GitHub - RyanJHamby/FlowState: Rust-accelerated temporal join engine for quantitative finance ML pipelines

FlowState
Rust-accelerated temporal alignment engine for quantitative finance

Problem

Every quantitative trading firm builds the same internal infrastructure: join heterogeneous market data streams — trades, quotes, bars, signals — into point-in-time correct feature matrices for model training and backtesting. The requirements are always the same:

No look-ahead bias. A trade at time T must only see quotes at time <= T. Violating this invalidates every backtest downstream.
Nanosecond precision. Microsecond timestamps lose ordering information in high-frequency data. Timestamps are int64 nanoseconds, not floats.
Hundreds of symbols, billions of rows. pandas falls over at 10M rows. Polars handles it but treats as-of joins as one operation among hundreds — not the primary design target.
Streaming and batch. Research needs batch replay over historical data. Production needs incremental alignment on live feeds with watermark semantics.
GPU-ready tensors. The output goes into PyTorch or JAX. Every CPU copy between alignment and the GPU is wasted latency.

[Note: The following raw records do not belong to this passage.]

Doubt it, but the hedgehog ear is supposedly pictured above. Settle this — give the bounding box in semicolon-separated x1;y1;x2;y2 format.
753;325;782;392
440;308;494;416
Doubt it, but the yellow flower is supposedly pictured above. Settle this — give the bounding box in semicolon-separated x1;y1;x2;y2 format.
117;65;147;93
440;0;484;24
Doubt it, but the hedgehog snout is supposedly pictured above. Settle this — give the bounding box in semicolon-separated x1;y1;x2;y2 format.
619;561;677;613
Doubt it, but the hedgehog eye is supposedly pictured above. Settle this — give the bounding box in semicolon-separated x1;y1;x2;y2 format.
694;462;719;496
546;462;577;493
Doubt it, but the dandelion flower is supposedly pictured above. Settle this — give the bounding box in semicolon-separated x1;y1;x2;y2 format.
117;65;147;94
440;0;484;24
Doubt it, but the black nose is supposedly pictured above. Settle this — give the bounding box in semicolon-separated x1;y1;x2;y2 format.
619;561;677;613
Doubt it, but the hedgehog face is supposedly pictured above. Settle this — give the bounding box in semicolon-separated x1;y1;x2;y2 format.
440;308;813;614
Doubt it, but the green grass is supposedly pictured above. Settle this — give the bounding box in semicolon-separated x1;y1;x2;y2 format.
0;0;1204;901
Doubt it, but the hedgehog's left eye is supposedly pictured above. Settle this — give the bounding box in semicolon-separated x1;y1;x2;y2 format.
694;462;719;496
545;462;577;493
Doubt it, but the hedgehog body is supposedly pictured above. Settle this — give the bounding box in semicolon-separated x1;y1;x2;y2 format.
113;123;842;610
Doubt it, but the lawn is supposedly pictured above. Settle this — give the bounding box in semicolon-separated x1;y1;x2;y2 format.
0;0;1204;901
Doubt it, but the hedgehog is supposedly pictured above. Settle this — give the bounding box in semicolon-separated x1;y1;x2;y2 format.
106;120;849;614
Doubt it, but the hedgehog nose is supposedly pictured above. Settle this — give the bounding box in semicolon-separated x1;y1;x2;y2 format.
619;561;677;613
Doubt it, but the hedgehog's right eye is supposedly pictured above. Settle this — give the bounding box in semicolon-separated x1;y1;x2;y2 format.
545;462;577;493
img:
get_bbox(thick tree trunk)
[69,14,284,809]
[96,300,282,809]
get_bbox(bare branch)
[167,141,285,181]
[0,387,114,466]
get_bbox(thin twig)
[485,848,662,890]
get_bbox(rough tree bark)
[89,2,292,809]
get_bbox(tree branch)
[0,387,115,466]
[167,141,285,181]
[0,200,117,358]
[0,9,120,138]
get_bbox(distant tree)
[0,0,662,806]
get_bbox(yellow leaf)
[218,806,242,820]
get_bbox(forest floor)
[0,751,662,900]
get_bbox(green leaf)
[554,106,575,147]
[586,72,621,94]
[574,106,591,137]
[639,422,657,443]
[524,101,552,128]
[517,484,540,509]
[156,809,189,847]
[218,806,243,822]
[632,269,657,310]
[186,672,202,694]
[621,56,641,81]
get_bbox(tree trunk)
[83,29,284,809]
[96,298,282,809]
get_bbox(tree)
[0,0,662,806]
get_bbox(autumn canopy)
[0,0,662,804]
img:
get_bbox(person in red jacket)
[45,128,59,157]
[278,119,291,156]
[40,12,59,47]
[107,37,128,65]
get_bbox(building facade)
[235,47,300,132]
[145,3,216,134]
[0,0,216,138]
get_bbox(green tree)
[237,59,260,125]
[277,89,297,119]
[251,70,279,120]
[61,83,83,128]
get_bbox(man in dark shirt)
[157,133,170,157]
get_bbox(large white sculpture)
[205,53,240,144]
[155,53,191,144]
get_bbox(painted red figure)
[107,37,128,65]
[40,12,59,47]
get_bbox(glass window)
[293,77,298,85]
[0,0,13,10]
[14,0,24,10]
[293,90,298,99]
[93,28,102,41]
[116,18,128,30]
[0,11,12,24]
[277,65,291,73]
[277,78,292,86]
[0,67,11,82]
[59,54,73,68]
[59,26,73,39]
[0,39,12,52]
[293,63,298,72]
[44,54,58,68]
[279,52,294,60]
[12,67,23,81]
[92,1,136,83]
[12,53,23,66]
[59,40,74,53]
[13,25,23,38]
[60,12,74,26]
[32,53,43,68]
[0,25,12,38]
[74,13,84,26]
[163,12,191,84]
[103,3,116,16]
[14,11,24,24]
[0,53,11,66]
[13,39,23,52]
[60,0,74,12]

FlowState solves this pipeline end-to-end: partitioned storage with three-level pruning, Rust-accelerated temporal joins, streaming watermark alignment, and GPU-direct data feeding — all connected through Apache Arrow zero-copy.

Architecture

                        ┌──────────────────────────────────┐
                        │          Python API               │
                        │  TemporalAligner · StreamingAligner│
                        │  FeatureStore · ReplayEngine       │
                        └──────────────┬───────────────────┘
                                       │ Arrow PyCapsule Interface
                                       │ (zero-copy, no serialization)
                        ┌──────────────▼───────────────────┐
                        │       Rust Core (PyO3)            │
                        │  O(n+m) merge-scan · Rayon parallel│
                        │  Streaming joins · Arrow IPC I/O   │
                        │  6,400 lines · 132 tests           │
                        └──────────────┬───────────────────┘
                                       │
              ┌────────────────────────┼────────────────────────┐
              ▼                        ▼                        ▼
    ┌─────────────────┐    ┌──────────────────┐    ┌──────────────────┐
    │    Storage       │    │    Alignment      │    │   Data Feeding   │
    │ Hive partitions  │    │ As-of join engine │    │ Pinned memory    │
    │ xxhash bucketing │    │ Multi-stream (N×) │    │ kvikio GDS       │
    │ NVMe LRU cache   │    │ Watermark stream  │    │ CUDA streams     │
    │ S3/GCS/Azure     │    │ Batch coalescer   │    │ PyTorch/JAX      │
    └─────────────────┘    └──────────────────┘    └──────────────────┘

Performance

Benchmarked on 1M left × 500K right rows, 1,000 symbols, Apple M-series. Measured against Polars 1.x, the fastest general-purpose option.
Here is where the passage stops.